A month or two ago, I read several blogs regarding pre-season tactics for Fall bowhunting. One thing I saw from Hunting Wisconsin's "Bow Season Prep Starts Now" that I really liked was the idea of using a geographical map of the land beforehand to get a feel for the land before you ever take a step into the woods. I've spent many hours wandering the land where I hunt, and I know it rather well, so I decided to take the geographic map a step further and highlight some of the aspects of the land. The finished product was this...

I used the simple Microsoft Paint program on my computer to highlight aspects about the land. I've done this type of work before on a different piece of land, and I've found a couple advantages for doing so. 1) You can test your own knowledge of the land and fence lines. 2) It can become easier to pattern deer movement with a larger view of the land. 3) If two or more people are hunting the same piece of land, you can each have a map and coordinate where you are going to hunt together. You know exactly where they are going to be, and they know exactly where you are going to be. In the past, I have printed and laminated these maps and handed them out before the hunt started. You can also use dry-erase markers on the laminated surface and create a plan of action for your group right on the map. With this map, there is no more fear of firing in the wrong direction.

For my geographic map, I found a handy website that is updated every now and again by Iowa State University. From what I understand, Google Earth will also generate a geographic map for you (and possibly topographic/other helpful maps).


  1. Pretty cool.

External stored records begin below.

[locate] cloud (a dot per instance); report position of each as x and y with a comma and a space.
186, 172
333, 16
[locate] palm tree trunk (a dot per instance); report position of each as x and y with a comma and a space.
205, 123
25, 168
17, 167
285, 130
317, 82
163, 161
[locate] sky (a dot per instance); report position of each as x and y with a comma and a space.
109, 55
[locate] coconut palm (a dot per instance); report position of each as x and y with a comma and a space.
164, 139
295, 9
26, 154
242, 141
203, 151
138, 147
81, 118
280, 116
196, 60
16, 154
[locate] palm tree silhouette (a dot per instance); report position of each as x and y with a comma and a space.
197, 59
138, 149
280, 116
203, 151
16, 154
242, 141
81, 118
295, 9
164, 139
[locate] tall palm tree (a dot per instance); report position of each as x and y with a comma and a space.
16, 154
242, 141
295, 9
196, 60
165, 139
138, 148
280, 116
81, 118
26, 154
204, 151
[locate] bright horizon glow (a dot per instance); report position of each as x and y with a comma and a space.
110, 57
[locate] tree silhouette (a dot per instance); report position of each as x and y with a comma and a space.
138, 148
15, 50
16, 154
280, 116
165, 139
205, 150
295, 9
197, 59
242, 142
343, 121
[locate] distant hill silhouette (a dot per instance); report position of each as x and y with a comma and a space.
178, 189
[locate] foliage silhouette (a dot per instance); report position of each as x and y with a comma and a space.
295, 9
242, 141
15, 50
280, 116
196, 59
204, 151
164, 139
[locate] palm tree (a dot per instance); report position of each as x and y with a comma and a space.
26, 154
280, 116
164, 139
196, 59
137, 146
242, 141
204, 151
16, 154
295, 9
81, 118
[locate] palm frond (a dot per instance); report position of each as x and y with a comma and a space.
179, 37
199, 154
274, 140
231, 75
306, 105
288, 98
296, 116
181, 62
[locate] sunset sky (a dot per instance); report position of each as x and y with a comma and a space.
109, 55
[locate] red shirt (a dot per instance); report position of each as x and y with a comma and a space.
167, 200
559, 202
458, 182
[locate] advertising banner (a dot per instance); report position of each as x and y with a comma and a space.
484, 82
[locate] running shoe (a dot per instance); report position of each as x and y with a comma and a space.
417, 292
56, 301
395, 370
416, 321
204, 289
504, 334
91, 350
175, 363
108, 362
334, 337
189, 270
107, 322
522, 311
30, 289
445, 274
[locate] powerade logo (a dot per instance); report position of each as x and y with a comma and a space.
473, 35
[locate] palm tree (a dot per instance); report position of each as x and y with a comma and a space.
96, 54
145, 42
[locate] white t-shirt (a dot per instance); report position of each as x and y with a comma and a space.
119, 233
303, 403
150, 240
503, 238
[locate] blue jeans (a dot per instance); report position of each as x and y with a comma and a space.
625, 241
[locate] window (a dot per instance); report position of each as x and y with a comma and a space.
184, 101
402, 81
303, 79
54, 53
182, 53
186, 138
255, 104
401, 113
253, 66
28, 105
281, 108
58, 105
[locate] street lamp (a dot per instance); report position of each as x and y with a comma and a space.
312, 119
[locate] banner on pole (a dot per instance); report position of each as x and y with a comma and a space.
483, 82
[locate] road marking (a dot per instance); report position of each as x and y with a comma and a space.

I have wanted to try doing just this sort of thing for some time now but have never gotten around to it. Hope it helps with your scouting.

  2. We have been looking at topo maps, and aerial maps for years. They are both great tools to use to find different geological features that can definitely help with your hunting success.

    We have also used them as a reference so we know where other hunters would be, just as you did.

    A great tip, and one I use all the time.

  3. It is always a good idea to map your area. It can change from year to year, good post.

    side note: Paul could you email me at
    I was not able to find your address and I have a question about your pictures.

  4. Great post, I'll higlight it on my next Blog Rodeo!